McGonigal offers other examples of “positive impact” games or games that “leverage the play of the planet,” but her most convincing case isn’t technically a game, it’s Wikipedia. As Wikipedians themselves have pointed out, the user-generated encyclopedia has “good mechanics.” You see your edits instantly, you can set yourself the task of improving certain subfields or particular entries, and the gameworld of the encyclopedia has an engaged community that argues over the merits of various changes, patrols for vandalism, and expands the site into new territories of knowledge. In its shaggy, often imperfect way, Wikipedia has added to our common good. Especially if you care about Star Trek.
-15 Grating use of second person.
-20 Star Trek joke.
McGonigal is very smart about what makes a good game tick, both online and off, but she underemphasizes the importance of escapism. Part of the joy of playing tennis is that you are not trying to do good or save the world. You are trying to hit the ball as hard as you can. Likewise for Halo and its bretheren. Games are an escape hatch. If the game is getting better at your job, is that still really a game? Or think of all the people who turn a beloved hobby into a profession, only to watch as their enthusiasm fades. It’s fun to play golf; not as fun to be a golf pro.

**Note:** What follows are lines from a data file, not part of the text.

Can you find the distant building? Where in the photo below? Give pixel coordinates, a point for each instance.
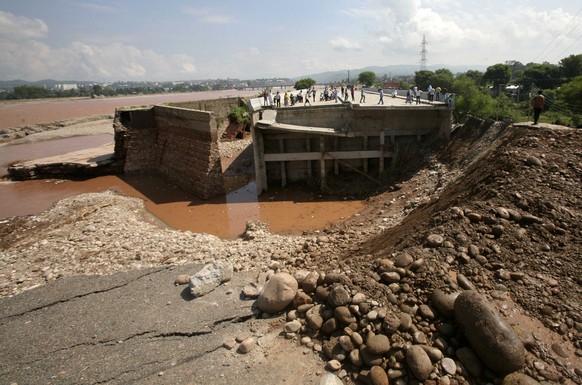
(391, 84)
(67, 86)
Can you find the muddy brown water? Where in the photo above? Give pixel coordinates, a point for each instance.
(287, 211)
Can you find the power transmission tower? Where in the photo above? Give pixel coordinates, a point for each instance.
(423, 53)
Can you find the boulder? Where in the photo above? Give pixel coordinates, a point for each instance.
(277, 293)
(490, 336)
(210, 277)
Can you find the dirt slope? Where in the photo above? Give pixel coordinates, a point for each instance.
(510, 223)
(498, 207)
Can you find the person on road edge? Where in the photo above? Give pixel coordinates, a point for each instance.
(537, 102)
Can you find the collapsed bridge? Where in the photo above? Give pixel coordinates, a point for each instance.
(298, 144)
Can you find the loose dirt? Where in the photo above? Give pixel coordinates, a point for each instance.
(505, 201)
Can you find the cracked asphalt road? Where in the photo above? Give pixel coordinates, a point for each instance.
(138, 327)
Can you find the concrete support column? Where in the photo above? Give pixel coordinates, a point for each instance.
(259, 156)
(365, 160)
(283, 169)
(381, 164)
(322, 182)
(335, 161)
(308, 149)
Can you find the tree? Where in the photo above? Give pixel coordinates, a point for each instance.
(30, 92)
(476, 76)
(542, 75)
(304, 83)
(571, 95)
(470, 100)
(368, 78)
(424, 78)
(571, 66)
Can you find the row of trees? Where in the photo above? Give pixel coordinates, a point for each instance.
(484, 94)
(36, 92)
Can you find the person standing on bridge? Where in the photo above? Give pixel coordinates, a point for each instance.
(537, 103)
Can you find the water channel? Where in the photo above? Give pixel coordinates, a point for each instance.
(287, 211)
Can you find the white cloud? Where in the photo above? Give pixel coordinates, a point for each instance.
(17, 28)
(210, 15)
(343, 44)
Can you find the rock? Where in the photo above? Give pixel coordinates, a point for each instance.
(330, 379)
(301, 298)
(182, 279)
(444, 302)
(494, 341)
(418, 362)
(369, 358)
(405, 321)
(334, 365)
(309, 283)
(292, 327)
(426, 312)
(339, 296)
(519, 379)
(434, 354)
(435, 240)
(390, 277)
(533, 161)
(250, 291)
(356, 358)
(403, 260)
(378, 376)
(358, 298)
(502, 212)
(378, 344)
(470, 361)
(314, 318)
(277, 293)
(247, 345)
(449, 365)
(210, 277)
(343, 315)
(464, 282)
(346, 343)
(329, 326)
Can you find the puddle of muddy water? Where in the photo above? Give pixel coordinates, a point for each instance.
(26, 151)
(287, 211)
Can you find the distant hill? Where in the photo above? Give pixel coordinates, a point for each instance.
(45, 83)
(390, 70)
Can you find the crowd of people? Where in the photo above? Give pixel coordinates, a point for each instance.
(347, 93)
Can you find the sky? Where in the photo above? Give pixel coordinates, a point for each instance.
(161, 40)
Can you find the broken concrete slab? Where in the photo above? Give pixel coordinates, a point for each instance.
(138, 327)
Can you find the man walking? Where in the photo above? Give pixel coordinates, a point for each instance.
(537, 103)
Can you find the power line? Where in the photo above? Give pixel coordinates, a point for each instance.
(558, 35)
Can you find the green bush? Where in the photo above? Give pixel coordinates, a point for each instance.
(239, 115)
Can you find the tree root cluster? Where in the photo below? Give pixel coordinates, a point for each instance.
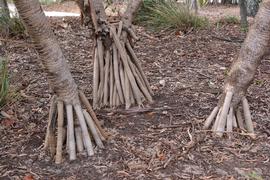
(118, 75)
(76, 132)
(224, 118)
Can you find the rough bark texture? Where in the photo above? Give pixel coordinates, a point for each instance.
(118, 76)
(243, 13)
(242, 72)
(252, 7)
(49, 51)
(85, 11)
(4, 11)
(65, 88)
(256, 45)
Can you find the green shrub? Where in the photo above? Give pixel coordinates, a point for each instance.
(4, 84)
(11, 26)
(160, 14)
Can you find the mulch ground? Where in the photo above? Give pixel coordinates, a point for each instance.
(163, 141)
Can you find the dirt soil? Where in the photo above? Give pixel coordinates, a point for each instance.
(164, 142)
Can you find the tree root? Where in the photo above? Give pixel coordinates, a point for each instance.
(118, 76)
(78, 130)
(226, 117)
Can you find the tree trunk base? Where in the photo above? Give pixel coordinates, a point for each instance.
(63, 126)
(118, 75)
(225, 117)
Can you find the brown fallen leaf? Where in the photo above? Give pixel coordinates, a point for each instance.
(28, 177)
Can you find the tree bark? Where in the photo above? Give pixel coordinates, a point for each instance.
(85, 11)
(52, 58)
(117, 71)
(242, 73)
(243, 13)
(4, 10)
(65, 88)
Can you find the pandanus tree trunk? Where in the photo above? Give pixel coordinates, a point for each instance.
(4, 11)
(85, 11)
(67, 98)
(118, 76)
(243, 13)
(256, 45)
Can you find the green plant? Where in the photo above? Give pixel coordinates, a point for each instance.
(203, 3)
(4, 84)
(48, 2)
(11, 26)
(254, 176)
(160, 14)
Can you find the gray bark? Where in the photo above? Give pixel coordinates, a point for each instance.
(4, 11)
(48, 49)
(243, 13)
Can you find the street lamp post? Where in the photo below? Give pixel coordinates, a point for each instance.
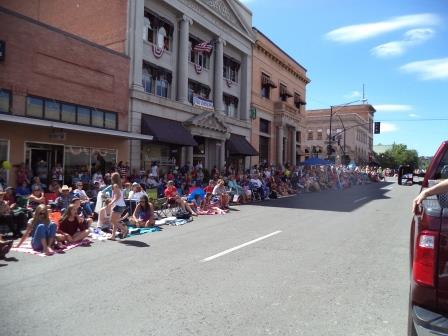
(333, 107)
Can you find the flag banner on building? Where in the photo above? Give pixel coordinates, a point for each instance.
(198, 68)
(203, 47)
(158, 52)
(204, 103)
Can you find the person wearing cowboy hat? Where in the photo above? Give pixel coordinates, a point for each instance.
(65, 198)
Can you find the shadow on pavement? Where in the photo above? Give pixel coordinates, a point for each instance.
(346, 200)
(134, 243)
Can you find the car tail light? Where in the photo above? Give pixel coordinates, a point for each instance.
(425, 258)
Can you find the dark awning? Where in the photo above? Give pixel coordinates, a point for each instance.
(238, 145)
(166, 130)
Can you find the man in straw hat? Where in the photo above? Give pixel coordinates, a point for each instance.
(65, 198)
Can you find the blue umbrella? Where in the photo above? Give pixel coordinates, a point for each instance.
(197, 191)
(314, 161)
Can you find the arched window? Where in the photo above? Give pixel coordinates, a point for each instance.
(147, 29)
(161, 34)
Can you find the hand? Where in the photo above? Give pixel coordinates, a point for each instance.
(418, 201)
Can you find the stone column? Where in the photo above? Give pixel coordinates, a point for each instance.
(246, 75)
(280, 134)
(222, 155)
(189, 157)
(137, 9)
(217, 84)
(293, 146)
(182, 70)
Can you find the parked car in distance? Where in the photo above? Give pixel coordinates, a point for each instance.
(428, 295)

-10 Restating the obvious.
But there’s also the possibility that we just don’t have the right games yet. I’m not the first to point out that video games are in the same cultural position that comic books were 60 years ago: A pop-cultural phenomenon preys upon the minds of the young and impressionable. Lo and behold, comic books have become graphic novels—both an esteemed member of the literary pantheon and a powerful new way of telling stories and changing minds. Video games have the chance to take a similar journey to mainstream respectability and artistic heights. McGonigal’s idea-stuffed book will be raided by game designers who are looking to create games that are perceived as “adult” and a good use of one’s time to improve one’s self and mind. (There is a glimmer of what’s to come in the craze for “brain training” games or sites like Lumosity.)
-5 False modesty.
-15 Genuflecting at graphic novels.
In just the United States, there are presently 183 million active gamers, and as the gaming industry grows it will continue to seek new niches. There will be more big-budget, massively multiplayer worlds like the recent LEGO Universe , just as there will be more games such as Epic Win (“Level-up your life”) that turn your to-do list into a challenge or the Nike+ system that turn your runs into a friendly rivalry. Most of us are only going to get more connected with and responsive to the Internet playing field. Like it or not, the game is on. As the “game layer” gets added to our lives, we should remember McGonigal’s key criteria for good games: They make us happy, not guilty. They take us deeper into life, not farther away.
+10 No mention of person in China who died playing video games.
-500 Distracting meta-gimmick.
Game Over. Play Again?
Correction, Feb. 3, 2011: The article originally and incorrectly suggested that the Institute for the Future is affiliated with Stanford University. Though the research institute is based in Palo Alto and is located across the street from Stanford, there are no formal ties. (Return to the corrected sentence.)